H.R. 3589. This bill, introduced on September 19, 2007, would extend TAA benefits
to service industry workers who provide “information technology or other high technology
services.”
H.R. 3801. The Trade Adjustment Assistance Improvement Act, introduced on
October 10, 2007, is similar to S. 1848.
H.R. 3843. The NEW JOBS Act of 2007, introduced on October 16, 2007, would
expand the New Markets Tax Credit to spur investments into businesses that receive TAA
benefits or employ TAA-eligible workers.
H.R. 3920. The Trade and Globalization Assistance Act of 2007, introduced on
October 22, 2007, would extend eligibility to service and public sector workers, allow for
automatic approval of firms within an industry, increase the deadline to enroll in training
to 26 weeks, allow participants to work part-time while enrolled in training, increase the
training cap to $440 million, increase the HCTC from 65% to 85%, sunset the HCTC after
December 31, 2009, and establish 24 manufacturing redevelopment zones that would be
eligible for redevelopment tax incentives.

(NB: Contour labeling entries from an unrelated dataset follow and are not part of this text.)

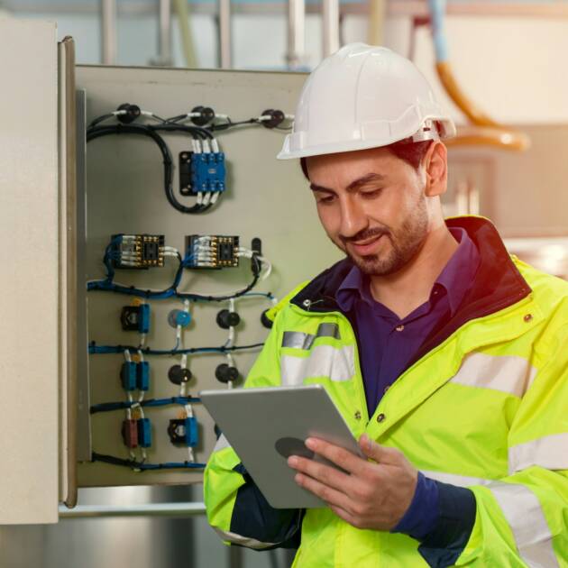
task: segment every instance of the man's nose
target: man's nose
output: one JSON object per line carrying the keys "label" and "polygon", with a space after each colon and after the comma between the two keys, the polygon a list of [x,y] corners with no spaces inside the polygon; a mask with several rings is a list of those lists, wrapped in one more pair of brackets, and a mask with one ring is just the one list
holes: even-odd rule
{"label": "man's nose", "polygon": [[367,228],[367,215],[356,200],[349,196],[341,204],[341,227],[343,237],[353,237],[361,231]]}

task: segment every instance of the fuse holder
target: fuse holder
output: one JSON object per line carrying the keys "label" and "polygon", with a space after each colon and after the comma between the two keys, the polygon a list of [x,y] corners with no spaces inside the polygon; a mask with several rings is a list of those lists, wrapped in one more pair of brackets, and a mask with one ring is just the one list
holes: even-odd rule
{"label": "fuse holder", "polygon": [[120,379],[124,390],[136,390],[136,363],[125,361],[120,371]]}
{"label": "fuse holder", "polygon": [[186,418],[186,445],[195,447],[199,442],[197,419],[195,417]]}
{"label": "fuse holder", "polygon": [[138,423],[138,444],[142,448],[149,448],[151,445],[151,424],[150,418],[139,418]]}
{"label": "fuse holder", "polygon": [[150,389],[150,363],[147,361],[136,363],[136,388],[138,390]]}
{"label": "fuse holder", "polygon": [[124,420],[122,434],[123,441],[127,448],[138,446],[138,425],[136,420]]}

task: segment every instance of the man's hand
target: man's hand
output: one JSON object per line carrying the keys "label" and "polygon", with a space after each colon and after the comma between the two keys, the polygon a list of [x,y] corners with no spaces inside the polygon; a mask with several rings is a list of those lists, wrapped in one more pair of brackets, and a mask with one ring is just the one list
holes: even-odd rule
{"label": "man's hand", "polygon": [[306,445],[343,470],[292,455],[288,463],[298,470],[296,482],[326,501],[331,509],[357,528],[390,530],[408,508],[418,479],[417,471],[402,452],[379,445],[363,434],[359,439],[363,460],[347,450],[308,438]]}

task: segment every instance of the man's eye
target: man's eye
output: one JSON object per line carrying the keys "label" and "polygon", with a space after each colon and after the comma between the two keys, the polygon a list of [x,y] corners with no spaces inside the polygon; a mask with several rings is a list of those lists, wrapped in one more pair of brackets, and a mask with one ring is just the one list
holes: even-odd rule
{"label": "man's eye", "polygon": [[361,195],[363,197],[372,198],[379,197],[379,194],[382,191],[382,188],[378,188],[377,189],[371,189],[369,191],[362,191]]}

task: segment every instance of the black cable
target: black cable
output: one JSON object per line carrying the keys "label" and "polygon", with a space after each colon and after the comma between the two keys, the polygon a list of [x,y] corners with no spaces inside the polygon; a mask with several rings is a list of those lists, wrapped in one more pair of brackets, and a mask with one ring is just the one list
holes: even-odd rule
{"label": "black cable", "polygon": [[178,291],[178,288],[174,288],[174,291],[176,292],[176,297],[180,298],[182,299],[189,299],[195,301],[206,301],[206,302],[224,302],[225,300],[234,299],[235,298],[239,298],[240,296],[243,296],[247,292],[250,292],[259,281],[259,278],[261,276],[261,263],[256,256],[252,256],[251,259],[252,261],[252,281],[242,290],[235,292],[234,294],[231,294],[230,296],[201,296],[199,294],[184,294],[182,292]]}
{"label": "black cable", "polygon": [[155,128],[140,124],[109,124],[108,126],[89,127],[87,131],[87,142],[89,142],[101,136],[123,133],[147,136],[156,142],[163,158],[164,190],[169,205],[181,213],[201,213],[204,208],[203,205],[196,204],[188,207],[179,203],[176,198],[173,191],[173,160],[171,159],[171,152],[169,151],[169,148],[168,148],[168,144],[166,144],[164,139],[155,131]]}
{"label": "black cable", "polygon": [[167,132],[188,133],[191,134],[194,138],[208,138],[209,140],[213,138],[213,134],[208,130],[201,128],[200,126],[177,124],[171,124],[167,121],[164,121],[163,124],[148,124],[148,128],[151,128],[151,130],[163,130]]}
{"label": "black cable", "polygon": [[91,462],[103,462],[104,463],[111,463],[112,465],[124,465],[133,470],[145,472],[148,470],[202,470],[205,463],[197,463],[194,462],[168,462],[166,463],[148,463],[144,462],[137,462],[136,460],[125,460],[115,455],[105,455],[105,453],[97,453],[93,452],[91,454]]}
{"label": "black cable", "polygon": [[237,123],[234,123],[229,120],[226,123],[222,123],[221,124],[211,124],[207,127],[207,130],[211,132],[219,131],[219,130],[229,130],[230,128],[234,128],[234,126],[243,126],[244,124],[260,124],[261,121],[258,118],[249,118],[248,120],[242,120]]}

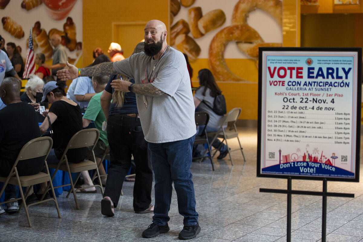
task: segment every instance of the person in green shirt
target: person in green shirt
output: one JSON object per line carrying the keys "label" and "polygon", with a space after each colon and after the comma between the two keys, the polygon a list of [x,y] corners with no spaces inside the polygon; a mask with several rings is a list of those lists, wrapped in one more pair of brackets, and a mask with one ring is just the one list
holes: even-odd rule
{"label": "person in green shirt", "polygon": [[[92,77],[92,87],[96,94],[91,98],[82,119],[83,128],[88,127],[91,122],[94,121],[95,126],[99,131],[99,138],[93,149],[97,164],[99,164],[102,161],[101,159],[102,155],[109,145],[107,134],[102,130],[102,124],[103,121],[106,121],[106,118],[101,108],[100,99],[102,92],[105,89],[109,79],[110,77],[108,75]],[[103,165],[100,165],[98,169],[100,175],[106,173]],[[82,172],[81,174],[84,182],[84,184],[81,185],[81,187],[93,185],[88,171]],[[106,184],[106,179],[101,179],[102,184]],[[92,187],[85,188],[80,191],[80,192],[90,193],[95,192],[96,189],[94,187]]]}

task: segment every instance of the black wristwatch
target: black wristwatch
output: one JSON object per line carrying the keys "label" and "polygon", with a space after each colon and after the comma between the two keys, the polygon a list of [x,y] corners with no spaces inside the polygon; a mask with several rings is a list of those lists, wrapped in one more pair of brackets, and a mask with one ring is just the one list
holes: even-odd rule
{"label": "black wristwatch", "polygon": [[134,83],[131,83],[130,84],[130,85],[129,86],[129,90],[130,91],[132,91],[132,85],[134,84]]}

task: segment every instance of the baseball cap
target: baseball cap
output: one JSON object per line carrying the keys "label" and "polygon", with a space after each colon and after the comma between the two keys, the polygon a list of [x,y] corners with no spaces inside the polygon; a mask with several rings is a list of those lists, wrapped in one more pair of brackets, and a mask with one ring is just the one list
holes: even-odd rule
{"label": "baseball cap", "polygon": [[43,97],[41,102],[44,102],[46,98],[46,95],[50,92],[52,90],[54,90],[58,86],[57,85],[57,82],[54,81],[48,82],[45,83],[43,87]]}

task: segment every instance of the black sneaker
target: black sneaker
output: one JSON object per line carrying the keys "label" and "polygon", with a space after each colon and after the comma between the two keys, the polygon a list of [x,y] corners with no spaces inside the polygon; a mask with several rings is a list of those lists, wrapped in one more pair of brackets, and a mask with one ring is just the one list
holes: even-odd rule
{"label": "black sneaker", "polygon": [[189,239],[195,238],[200,232],[199,223],[194,225],[184,225],[183,230],[179,233],[179,239]]}
{"label": "black sneaker", "polygon": [[[230,148],[229,148],[229,150],[231,150]],[[228,154],[228,149],[226,149],[224,152],[222,152],[220,153],[218,157],[217,157],[217,160],[221,160],[225,157],[227,156],[227,154]]]}
{"label": "black sneaker", "polygon": [[153,223],[142,232],[142,237],[144,238],[152,238],[157,236],[160,234],[166,233],[169,229],[170,229],[167,223],[164,226],[159,226]]}

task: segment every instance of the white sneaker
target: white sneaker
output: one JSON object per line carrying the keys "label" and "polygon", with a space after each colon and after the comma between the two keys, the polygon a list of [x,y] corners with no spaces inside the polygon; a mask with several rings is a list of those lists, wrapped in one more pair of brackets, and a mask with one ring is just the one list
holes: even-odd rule
{"label": "white sneaker", "polygon": [[[10,198],[10,200],[15,199],[15,198]],[[6,206],[8,207],[8,213],[18,212],[19,212],[19,204],[18,204],[17,201],[7,202]]]}
{"label": "white sneaker", "polygon": [[5,213],[5,210],[4,210],[3,208],[3,206],[0,205],[0,215],[3,214]]}

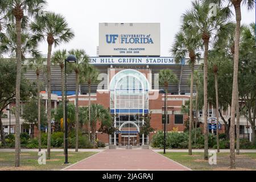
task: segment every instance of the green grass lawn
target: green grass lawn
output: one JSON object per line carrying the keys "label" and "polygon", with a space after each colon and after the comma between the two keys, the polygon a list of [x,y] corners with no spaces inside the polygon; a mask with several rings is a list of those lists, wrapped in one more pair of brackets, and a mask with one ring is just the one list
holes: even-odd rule
{"label": "green grass lawn", "polygon": [[[85,159],[96,152],[69,152],[68,162],[74,164]],[[47,152],[46,152],[47,154]],[[46,165],[39,165],[38,152],[22,152],[20,154],[20,167],[14,167],[14,152],[0,152],[0,171],[2,170],[60,170],[68,166],[64,164],[63,152],[51,152],[51,159],[46,160]]]}
{"label": "green grass lawn", "polygon": [[[163,155],[163,152],[159,153]],[[192,170],[230,170],[229,152],[217,153],[216,165],[210,165],[208,160],[204,160],[204,152],[193,152],[192,156],[188,152],[167,152],[164,155]],[[236,155],[236,163],[235,170],[256,170],[256,153]]]}

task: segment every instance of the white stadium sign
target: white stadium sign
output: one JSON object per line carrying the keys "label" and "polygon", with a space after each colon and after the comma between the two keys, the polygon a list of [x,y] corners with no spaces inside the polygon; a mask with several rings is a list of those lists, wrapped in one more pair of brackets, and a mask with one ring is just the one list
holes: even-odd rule
{"label": "white stadium sign", "polygon": [[[172,57],[90,57],[92,64],[174,64]],[[184,64],[185,61],[181,61]]]}
{"label": "white stadium sign", "polygon": [[160,56],[160,23],[99,24],[99,56]]}

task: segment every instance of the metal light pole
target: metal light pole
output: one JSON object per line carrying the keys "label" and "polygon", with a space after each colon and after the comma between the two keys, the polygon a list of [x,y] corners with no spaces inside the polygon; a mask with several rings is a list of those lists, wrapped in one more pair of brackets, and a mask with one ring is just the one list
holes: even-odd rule
{"label": "metal light pole", "polygon": [[65,163],[68,164],[68,110],[67,101],[67,62],[75,63],[76,62],[76,56],[69,55],[65,60]]}
{"label": "metal light pole", "polygon": [[164,89],[160,89],[159,93],[164,93],[164,154],[166,154],[166,93]]}
{"label": "metal light pole", "polygon": [[6,110],[9,111],[9,134],[11,134],[11,109],[7,108]]}

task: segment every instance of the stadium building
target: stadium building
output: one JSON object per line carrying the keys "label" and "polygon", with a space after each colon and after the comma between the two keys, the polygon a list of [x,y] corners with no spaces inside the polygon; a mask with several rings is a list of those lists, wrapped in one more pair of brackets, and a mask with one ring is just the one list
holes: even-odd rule
{"label": "stadium building", "polygon": [[[90,100],[92,104],[101,104],[109,108],[113,126],[118,131],[110,135],[98,132],[97,138],[108,144],[139,146],[148,144],[154,133],[163,130],[164,97],[159,93],[163,87],[159,84],[158,73],[164,69],[172,70],[179,80],[176,84],[168,84],[167,131],[183,131],[188,115],[181,112],[181,108],[190,97],[188,79],[191,68],[186,63],[188,59],[184,57],[180,64],[175,64],[172,57],[160,57],[160,23],[100,23],[97,56],[90,57],[90,64],[99,71],[98,80],[101,81],[100,84],[92,84]],[[196,65],[196,69],[199,69],[201,63]],[[52,98],[54,99],[52,107],[55,108],[61,100],[59,66],[52,67],[51,75]],[[32,71],[28,70],[26,76],[31,81],[36,80],[36,75]],[[40,81],[44,82],[43,76],[40,76]],[[67,76],[67,90],[68,100],[77,104],[73,73]],[[194,92],[195,94],[195,88]],[[47,94],[42,94],[46,100]],[[86,106],[88,101],[88,85],[82,84],[80,85],[77,104],[79,106]],[[149,136],[140,135],[144,117],[150,113],[151,126],[155,131]],[[209,118],[214,117],[216,113],[216,109],[209,105]],[[202,123],[202,111],[199,111],[197,114],[199,122]],[[223,112],[226,120],[229,114],[229,110]],[[12,119],[14,123],[14,118]],[[241,119],[240,133],[244,135],[248,131],[248,126],[243,119]],[[9,119],[6,120],[4,125],[6,131],[9,131]],[[224,133],[224,126],[221,120],[220,132]],[[97,126],[98,129],[100,125]],[[214,132],[215,129],[210,128],[210,132]]]}

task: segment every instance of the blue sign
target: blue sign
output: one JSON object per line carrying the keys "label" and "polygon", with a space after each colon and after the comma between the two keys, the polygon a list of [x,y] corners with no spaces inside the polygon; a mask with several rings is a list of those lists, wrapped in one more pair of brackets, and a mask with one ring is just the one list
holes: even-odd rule
{"label": "blue sign", "polygon": [[[217,129],[217,126],[216,125],[211,125],[210,124],[208,124],[208,127],[209,130],[216,130]],[[220,130],[221,126],[218,125],[218,129]]]}
{"label": "blue sign", "polygon": [[150,34],[107,34],[106,42],[108,44],[154,44]]}

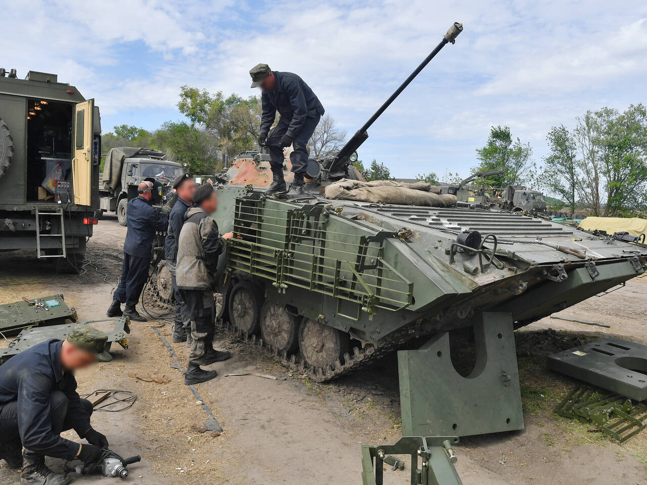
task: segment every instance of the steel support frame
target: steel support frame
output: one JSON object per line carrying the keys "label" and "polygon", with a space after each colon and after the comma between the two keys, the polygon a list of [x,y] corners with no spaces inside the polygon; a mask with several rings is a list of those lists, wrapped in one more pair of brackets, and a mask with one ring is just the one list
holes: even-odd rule
{"label": "steel support frame", "polygon": [[512,315],[474,317],[476,363],[463,377],[450,356],[449,334],[398,352],[402,435],[459,436],[523,429]]}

H.R. 3920 passed the House on October 31,
2007, by a vote of 264-137.
H.R. 3943. Among other provisions, the Trade Adjustment Assistance and Training
Improvement Act of 2007, introduced on October 23, 2007, would expand eligibility to
include workers who make an intangible product such as software and allow participants
to simultaneously work and receive training.
H.R. 4341. This bill, introduced on December 10, 2007, would extend the TAA
programs through March 31, 2008. H.R. 4341 passed the House by a voice vote on
December 11, 2007. The Senate has yet to act on this bill.
S. 122. Among other provisions, the Trade Adjustment Assistance Improvement Act
of 2007, introduced on January 4, 2007, would expand the TAA program by extending the
benefits to workers in service industries and the public sector and by expanding eligibility
to include workers within an entire industry or occupation; it would also lower the age
requirement for ATAA from 50 to 40.
S. 1739. The TAA Health Coverage Improvement Act of 2007, introduced on June
28, 2007, would increase the HCTC and offer TAA-eligible workers enrollment in the
Federal Employees Health Benefit Program.
S. 1848. In addition to provisions mentioned in S. 122 above, the Trade and
Globalization Adjustment Assistance Act of 2007, introduced on July 23, 2007, would
allow training funds to be used for higher education expenses and waive the training
requirement for post-graduate degree holders. It would also increase the HCTC from 65%
to 85%. The bill doubles the training funding cap from $220 million to $440 million.